Au cours du XVIII ème siècle, l'idée d'éther est donc en nette régression. Les expériences de T. Young sur les interférences feront renaître l'éther en même temps que la nature ondulatoire de la lumière et c'est Fresnel, au début du XIX ème siècle, qui établira sans conteste le rôle primordial de ce milieu subtil. Les phénomènes de polarisation chromatique, de réflexion de la lumière polarisée et d'interférences de deux faisceaux polarisés, le conduisent à postuler nécessairement l'existence d'ondes transversales, ce qui va inciter les scientifiques à redonner une structure et des propriétés à l'éther. C'est alors que surgissent les paradoxes : l'éther doit être rigide pour la propagation des ondes transversales mais aussi sans résistance pour permettre l'évolution des corps célestes. Néanmoins, la notion est nécessaire à l'établissement de la théorie ondulatoire, car il était alors inconcevable que des ondes puissent se propager dans le vide (analogie avec les vagues et le son). Pas d'éther, pas d'ondes.
Il se verra d'ailleurs confirmé par l'existence d'effets électromagnétiques avec Oersted et Faraday qui font de l'éther un réceptacle d'énergie, siège d'une distribution de forces. Ampère, en 1835, montre également que « la chaleur est comme la lumière, une sorte de vibration de l'éther. Selon lui, la lumière est produite par les vibrations des atomes et la chaleur par celles des molécules. L'idée sera féconde et les exemples qu'il développe seront repris par Helmholtz pour établir le principe de conservation des forces (on dirait aujourd'hui de l'énergie). Puis Maxwell, avec l'analogie avec l'hydrodynamique, reprendra les tourbillons de Descartes pour établir ses équations différentielles. Pour lui, l'éther mécanique a plus un rôle suggestif qu'une existence réelle, contrairement à Lord Kelvin et Helmholtz qui, malgré un certain découragement, restent fermement accrochés à une idée de l'éther de plus en plus contradictoire, solide rigide ou fluide parfait.
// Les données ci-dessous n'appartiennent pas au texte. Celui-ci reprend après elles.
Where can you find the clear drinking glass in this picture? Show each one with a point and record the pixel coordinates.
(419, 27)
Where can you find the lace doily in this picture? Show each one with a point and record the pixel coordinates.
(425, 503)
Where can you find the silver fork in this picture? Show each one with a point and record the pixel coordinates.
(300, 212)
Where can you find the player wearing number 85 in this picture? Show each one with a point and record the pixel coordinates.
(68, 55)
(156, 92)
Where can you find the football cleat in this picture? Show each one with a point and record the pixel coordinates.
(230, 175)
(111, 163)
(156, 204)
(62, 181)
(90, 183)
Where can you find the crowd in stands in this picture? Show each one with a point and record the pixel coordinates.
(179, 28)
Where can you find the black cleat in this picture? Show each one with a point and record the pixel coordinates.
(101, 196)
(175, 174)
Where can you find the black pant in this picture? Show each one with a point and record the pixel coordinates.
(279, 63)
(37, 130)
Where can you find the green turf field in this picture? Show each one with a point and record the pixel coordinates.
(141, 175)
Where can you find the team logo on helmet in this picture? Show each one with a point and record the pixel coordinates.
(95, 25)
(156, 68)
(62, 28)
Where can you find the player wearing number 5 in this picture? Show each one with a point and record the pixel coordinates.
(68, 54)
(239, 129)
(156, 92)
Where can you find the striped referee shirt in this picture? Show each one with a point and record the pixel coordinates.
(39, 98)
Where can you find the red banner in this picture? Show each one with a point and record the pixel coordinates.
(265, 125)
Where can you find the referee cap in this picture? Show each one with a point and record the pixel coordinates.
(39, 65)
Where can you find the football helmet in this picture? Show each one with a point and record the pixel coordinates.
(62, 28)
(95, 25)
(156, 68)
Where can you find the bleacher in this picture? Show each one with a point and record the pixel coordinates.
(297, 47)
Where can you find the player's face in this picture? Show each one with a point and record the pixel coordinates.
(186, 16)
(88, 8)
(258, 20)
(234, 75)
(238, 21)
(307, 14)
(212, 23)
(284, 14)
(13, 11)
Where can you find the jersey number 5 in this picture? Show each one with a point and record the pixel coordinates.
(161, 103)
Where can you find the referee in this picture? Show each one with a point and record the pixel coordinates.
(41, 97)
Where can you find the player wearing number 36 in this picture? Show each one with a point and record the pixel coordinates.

L'éther, jusqu'ici nécessaire et inspirateur, commence à devenir empoisonnant. Pour l'instant, l'éther est considéré, comme un cadre référentiel, en repos, idéal et absolu d'une cinématique universelle. Le champ, introduit pour la première fois par Faraday (1840), pour parler d'un ensemble de lignes de forces dessinées par la limaille à proximité d'un aimant telles des sillons après les labours, véhicule, quant à lui, un ensemble d'actions énergétiques spécifiques, susceptibles de se propager de proche en proche dans l'éther. Mais Einstein, avec la relativité restreinte, refuse tout référentiel absolu et élimine l'éther au profit du champ qui seul reste nécessaire à la description des phénomènes. L'éther réapparaîtra, momentanément, comme support de la courbure de l'espace‑temps en relativité généralisée. Les expériences de mise en évidence de l'éther ayant toutes conduit à l'échec et la notion même d'éther s'étant vidée de son contenu, ce concept va donc disparaître entraînant avec lui la physique dite classique. En conclusion, « à travers une histoire tourmentée, il semble avoir été le signe de contradictions qui ont permis des réflexions fructueuses sur la nature et sur les propriétés de la lumière ».